By Kathleen M. Lynch | Go to book overview

CHAPTER II
THE TREND OF REALISTIC COMEDY FROM JONSON TO SHIRLEY

A T THE outset of the seventeenth century the task of releasing comedy from its "romantic entanglements"1 still remained unfulfilled. It was Ben Jonson's distinction to create a new realistic comedy and to build up in its behalf a stout defense of dramatic theory. Jonson's method persisted with his disciples, more and more directed, however, by, important new motives and principles which Jonson could hardly have foreseen. Without its Elizabethan background, it would be hard to visualize Restoration realistic drama. Whatever other influences played an important part in its evolution, Restoration comedy owed much, after all, to the realistic pattern of comedy, with its steadily expanding social emphasis, developed within the Elizabethan tradition.

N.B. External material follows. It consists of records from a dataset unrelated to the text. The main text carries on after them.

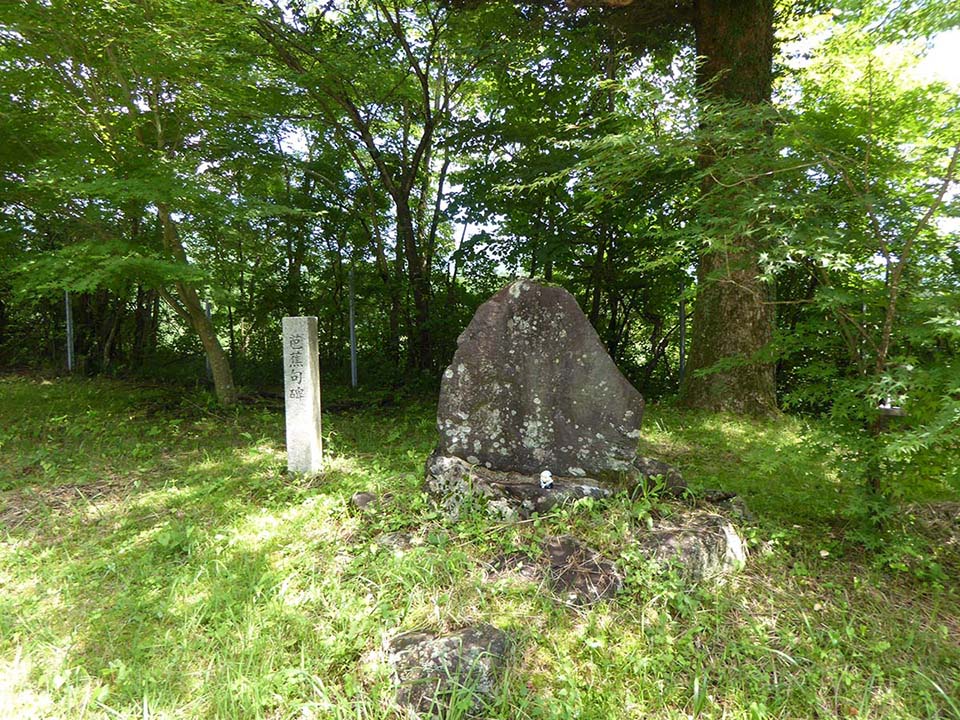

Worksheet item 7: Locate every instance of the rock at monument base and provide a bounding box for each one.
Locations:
[639,511,747,583]
[437,280,643,480]
[350,492,380,512]
[426,452,613,521]
[633,457,687,497]
[386,625,510,717]
[544,535,623,605]
[426,452,686,521]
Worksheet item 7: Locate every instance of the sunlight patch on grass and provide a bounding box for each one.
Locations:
[0,645,55,718]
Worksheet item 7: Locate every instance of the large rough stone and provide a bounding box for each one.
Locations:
[386,625,510,717]
[437,280,643,480]
[639,510,747,583]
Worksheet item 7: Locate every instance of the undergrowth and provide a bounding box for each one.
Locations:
[0,376,960,720]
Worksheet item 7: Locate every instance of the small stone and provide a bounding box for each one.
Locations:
[640,510,747,583]
[385,624,510,717]
[350,492,378,512]
[426,452,614,521]
[633,457,687,497]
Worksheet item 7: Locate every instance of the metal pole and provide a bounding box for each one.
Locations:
[203,300,213,380]
[350,260,357,388]
[680,280,687,385]
[64,290,73,372]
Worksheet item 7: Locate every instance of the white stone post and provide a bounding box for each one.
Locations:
[283,317,323,473]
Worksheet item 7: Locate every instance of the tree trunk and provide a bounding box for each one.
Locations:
[157,203,237,405]
[396,201,433,370]
[681,0,776,414]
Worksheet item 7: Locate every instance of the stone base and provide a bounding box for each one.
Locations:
[385,625,510,717]
[426,453,613,520]
[639,510,747,582]
[426,452,686,520]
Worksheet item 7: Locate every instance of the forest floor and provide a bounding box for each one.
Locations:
[0,375,960,720]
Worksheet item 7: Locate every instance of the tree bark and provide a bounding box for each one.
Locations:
[681,0,776,415]
[157,203,238,405]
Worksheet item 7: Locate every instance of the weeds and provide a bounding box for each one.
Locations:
[0,377,960,720]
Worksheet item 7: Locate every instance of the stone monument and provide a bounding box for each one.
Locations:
[283,317,323,473]
[427,280,682,516]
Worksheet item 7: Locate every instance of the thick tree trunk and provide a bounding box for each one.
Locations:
[681,0,776,414]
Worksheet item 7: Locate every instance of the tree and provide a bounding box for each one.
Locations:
[254,0,512,370]
[0,0,244,405]
[574,0,776,414]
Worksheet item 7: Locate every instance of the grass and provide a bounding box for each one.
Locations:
[0,376,960,720]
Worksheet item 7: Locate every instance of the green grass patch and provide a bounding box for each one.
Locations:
[0,376,960,720]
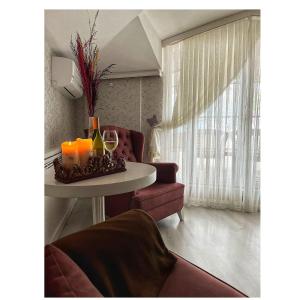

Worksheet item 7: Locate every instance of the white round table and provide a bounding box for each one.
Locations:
[45,161,156,224]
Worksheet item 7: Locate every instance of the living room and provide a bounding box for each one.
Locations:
[1,1,298,298]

It must not be forgotten that in the two decades before the beginning of Jonson's dramatic career, John Lyly was already writing a new kind of comedy, which often suggested, but never realized, the program of comedy of manners. The Euphuistic habit of speech, with all its ingenious tricks of style, afforded a novel social language for comedy. Deities, kings, philosophers, courtiers and court ladies, servants and clowns all exist, in Lyly's plays, for the pleasurable diversion of Euphuistic fencing. Wit counts for everything, humanity for nothing. Lyly gives a special prominence to artificial courtship scenes, in which the nimble-witted contestants exchange facile arguments in love casuistry. The same arguments appear in a more elaborated and

____________________
1
A. H. Thorndike, "Ben Jonson," in Cambridge History of English Literature, VI, p. 15.